Beef up the pass rush. The Seahawks ranked 18th in generating pressure on opposing quarterbacks (27.9 percent of dropbacks) last season and were tied for 13th in sacks (39). Those numbers both represented slight dropoffs from 2016. So improving the pass rush should be a priority even if Sheldon Richardson is back and especially if he isn't. With Michael Bennett gone and Cliff Avril not expected back, the Seahawks might need to replace two of their most productive pass-rushers in addition to Richardson. And while their recent moves have freed up around $18 million in cap space, they still may opt to do so with mid-level or bargain free agents, someone like Adrian Clayborn or former Seahawk Clinton McDonald, who had 5.5 sacks during Seattle's 2013 Super Bowl season.
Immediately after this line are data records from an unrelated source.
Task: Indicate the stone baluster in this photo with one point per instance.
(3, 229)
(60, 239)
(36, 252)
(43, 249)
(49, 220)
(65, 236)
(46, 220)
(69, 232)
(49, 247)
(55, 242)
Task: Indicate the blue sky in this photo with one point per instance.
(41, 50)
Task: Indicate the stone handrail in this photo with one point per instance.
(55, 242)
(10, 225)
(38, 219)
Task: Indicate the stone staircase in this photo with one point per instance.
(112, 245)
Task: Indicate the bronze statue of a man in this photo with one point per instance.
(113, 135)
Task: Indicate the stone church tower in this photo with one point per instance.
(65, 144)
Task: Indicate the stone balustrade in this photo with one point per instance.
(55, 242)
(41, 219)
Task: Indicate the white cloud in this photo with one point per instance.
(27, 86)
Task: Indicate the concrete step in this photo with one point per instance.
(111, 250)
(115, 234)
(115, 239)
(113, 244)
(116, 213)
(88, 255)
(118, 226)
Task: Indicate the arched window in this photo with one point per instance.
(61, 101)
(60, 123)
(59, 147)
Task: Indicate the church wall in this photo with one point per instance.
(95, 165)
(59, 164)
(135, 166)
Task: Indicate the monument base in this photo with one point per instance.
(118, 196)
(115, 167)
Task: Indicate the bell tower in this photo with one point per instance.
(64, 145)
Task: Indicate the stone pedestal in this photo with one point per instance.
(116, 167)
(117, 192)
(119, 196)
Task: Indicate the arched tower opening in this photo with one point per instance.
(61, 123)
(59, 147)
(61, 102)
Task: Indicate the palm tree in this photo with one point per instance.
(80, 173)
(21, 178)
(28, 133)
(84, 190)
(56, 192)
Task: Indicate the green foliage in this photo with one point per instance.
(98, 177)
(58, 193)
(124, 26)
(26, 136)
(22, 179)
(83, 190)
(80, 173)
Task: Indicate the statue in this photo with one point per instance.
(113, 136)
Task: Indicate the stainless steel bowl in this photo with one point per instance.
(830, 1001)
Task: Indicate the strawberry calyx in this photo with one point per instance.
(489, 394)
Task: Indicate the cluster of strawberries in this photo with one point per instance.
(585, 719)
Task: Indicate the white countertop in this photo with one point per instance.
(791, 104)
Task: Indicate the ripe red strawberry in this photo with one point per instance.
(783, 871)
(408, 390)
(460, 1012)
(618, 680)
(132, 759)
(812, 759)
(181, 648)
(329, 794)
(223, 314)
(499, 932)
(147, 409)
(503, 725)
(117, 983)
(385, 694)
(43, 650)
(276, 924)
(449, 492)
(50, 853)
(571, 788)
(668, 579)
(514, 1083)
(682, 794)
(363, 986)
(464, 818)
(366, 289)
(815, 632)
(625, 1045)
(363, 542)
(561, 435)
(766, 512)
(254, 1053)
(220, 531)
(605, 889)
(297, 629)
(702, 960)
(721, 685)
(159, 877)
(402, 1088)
Re-sign DeShawn Shead. And Byron Maxwell, too, if he'll take a one-year deal for the veteran minimum or something slightly above it. The Legion of Boom is in transition with Richard Sherman gone and Kam Chancellor in danger of never playing again. Plus, Earl Thomas is entering the final season of his contract. The Seahawks have already taken one major step to solidify their secondary by re-signing versatile safety Bradley McDougald to a three-year deal on Monday. Shead is another versatile defender, having played all five positions in Seattle's secondary at one point or another, including a season and a half as a starter at right cornerback. He would be an option to replace Sherman while also providing important flexibility with Chancellor's and Thomas' futures uncertain. And the experience that Shead and Maxwell have in Seattle's system make them much more appealing than a cornerback from another team, particularly given Seattle's spotty track record with outside free agents at that position.
Add a veteran offensive lineman. Left guard Luke Joeckel is the only member of last year's starting five who's unsigned, but Seattle could also be looking for an upgrade over Germain Ifedi at right tackle after he struggled in his first season there. Ideally, the Seahawks would continue to build their line through the draft, but with only one pick in the first three rounds as it stands now and other holes to fill, they might be better off addressing this position in free agency first. Two players who would make sense are Justin Pugh and D.J. Fluker, both former New York Giants who played under new Seahawks offensive line coach Mike Solari. Both have played guard and tackle, another plus.